Grégoire Héaulme : Exactement, en 2022, 35 % des personnes que nous avons financés étaient issues des quartiers prioritaires de la politique de la ville. Il y a un véritable dynamisme autour de l’entrepreneuriat dans les quartiers. Nous constatons une créativité et une débrouillardise à la fois subie et voulue de la part des personnes vivant dans ces territoires. Ils vont être amenés à trouver des solutions face aux difficultés vécues pour s’en sortir. Le bouillonnement d’initiatives et d’idées est donc très fort. Beaucoup de jeunes décident d’entreprendre. En 2022, 36 % des projets soutenus été portés par des personnes de moins de 30 ans, issues des quartiers. Dans ces zones, notre rôle est d’autant plus utile avec des situations d’exclusion plus importantes. Nous faisons donc plus d’effort dans les quartiers pour rendre nos solutions accessibles. Sur les projets des entrepreneurs issus des quartiers, c’est assez varié. Il y a une majorité d’activités commerciales. C’est un tiers des sociétés financées. Progressivement, les services à la personne se développent à hauteur de 28 % des projets accompagnés. En revanche, le transport de personnes et de colis a diminué l’année dernière, après avoir connu un boom important depuis 2017 à travers l’activité VTC.

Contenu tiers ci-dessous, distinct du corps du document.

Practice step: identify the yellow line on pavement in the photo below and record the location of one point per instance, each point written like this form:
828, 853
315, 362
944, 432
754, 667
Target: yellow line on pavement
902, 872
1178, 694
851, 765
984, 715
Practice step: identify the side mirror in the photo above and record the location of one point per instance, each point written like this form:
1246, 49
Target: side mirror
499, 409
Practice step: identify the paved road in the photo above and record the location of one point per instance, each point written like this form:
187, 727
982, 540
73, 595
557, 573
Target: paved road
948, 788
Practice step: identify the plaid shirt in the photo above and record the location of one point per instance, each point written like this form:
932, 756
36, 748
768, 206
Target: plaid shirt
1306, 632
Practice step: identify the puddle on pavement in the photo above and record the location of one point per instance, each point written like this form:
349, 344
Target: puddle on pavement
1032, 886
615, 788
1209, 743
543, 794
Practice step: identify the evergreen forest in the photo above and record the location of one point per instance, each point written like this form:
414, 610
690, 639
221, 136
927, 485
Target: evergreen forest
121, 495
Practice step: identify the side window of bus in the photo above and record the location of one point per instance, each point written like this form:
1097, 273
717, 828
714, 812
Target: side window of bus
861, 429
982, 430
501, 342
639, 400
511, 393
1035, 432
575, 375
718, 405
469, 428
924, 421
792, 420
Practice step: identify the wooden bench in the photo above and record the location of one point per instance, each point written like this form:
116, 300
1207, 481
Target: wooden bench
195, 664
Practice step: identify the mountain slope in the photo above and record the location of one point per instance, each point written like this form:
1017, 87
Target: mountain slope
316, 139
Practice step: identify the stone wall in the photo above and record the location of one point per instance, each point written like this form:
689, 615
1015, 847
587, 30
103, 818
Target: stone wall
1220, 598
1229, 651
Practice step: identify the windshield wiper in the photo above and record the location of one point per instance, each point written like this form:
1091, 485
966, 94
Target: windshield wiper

Actu-Juridique : Vous avez un exemple d’un projet entrepreneurial issu d’un quartier prioritaire de la politique de la ville en Seine-Saint-Denis ?

Grégoire Héaulme : Au sein de l’agence de Clichy Montfermeil, j’ai croisé deux jeunes de 28 et 31 ans qui voulaient s’associer pour créer une entreprise de BTP. Ce projet s’inscrit dans le cadre d’une reconversion. L’un des deux était éducateur social de jeunes enfants pendant quelques années. L’autre exerçait déjà dans le BTP en tant que salarié. Ils sont donc venus au sein de l’agence de l’Adie pour bénéficier d’aide dans leurs démarches avec un besoin de financement pour acheter du matériel et un utilitaire.

Actu-Juridique : Quels conseils pouvez-vous donner à une personne qui hésite à se lancer pour entreprendre ?

Grégoire Héaulme : D’abord, cette personne doit se lancer et foncer mais pas la tête baissée. Elle doit penser à se faire accompagner. Il existe de nombreuses structures et associations d’accompagnement à l’entrepreneuriat. Chacun a ses spécificités pour permettre à ceux qui souhaitent entreprendre de le faire dans les meilleures conditions possibles en sécurisant leur démarche et leur parcours. Il faut donc se lancer mais pas seul. Il faut s’entourer le plus possible. Ensuite, sur le fond, il faut bien préciser son idée d’entreprise et son activité. Concrètement, c’est nécessaire de définir les services ou les produits qui vont être proposés et de déterminer la clientèle. Ensuite, la réflexion sur l’aspect organisationnel peut commencer à propos des fournisseurs et des potentiels partenaires. Pour résumer, il faut faire un business plan. Mais je n’aime pas beaucoup ce terme car cela peut être un frein pour de nombreuses personnes. L’idée est vraiment de déterminer le fonctionnement de l’entreprise sans passer forcément par un gros dossier et des tableaux chiffrés.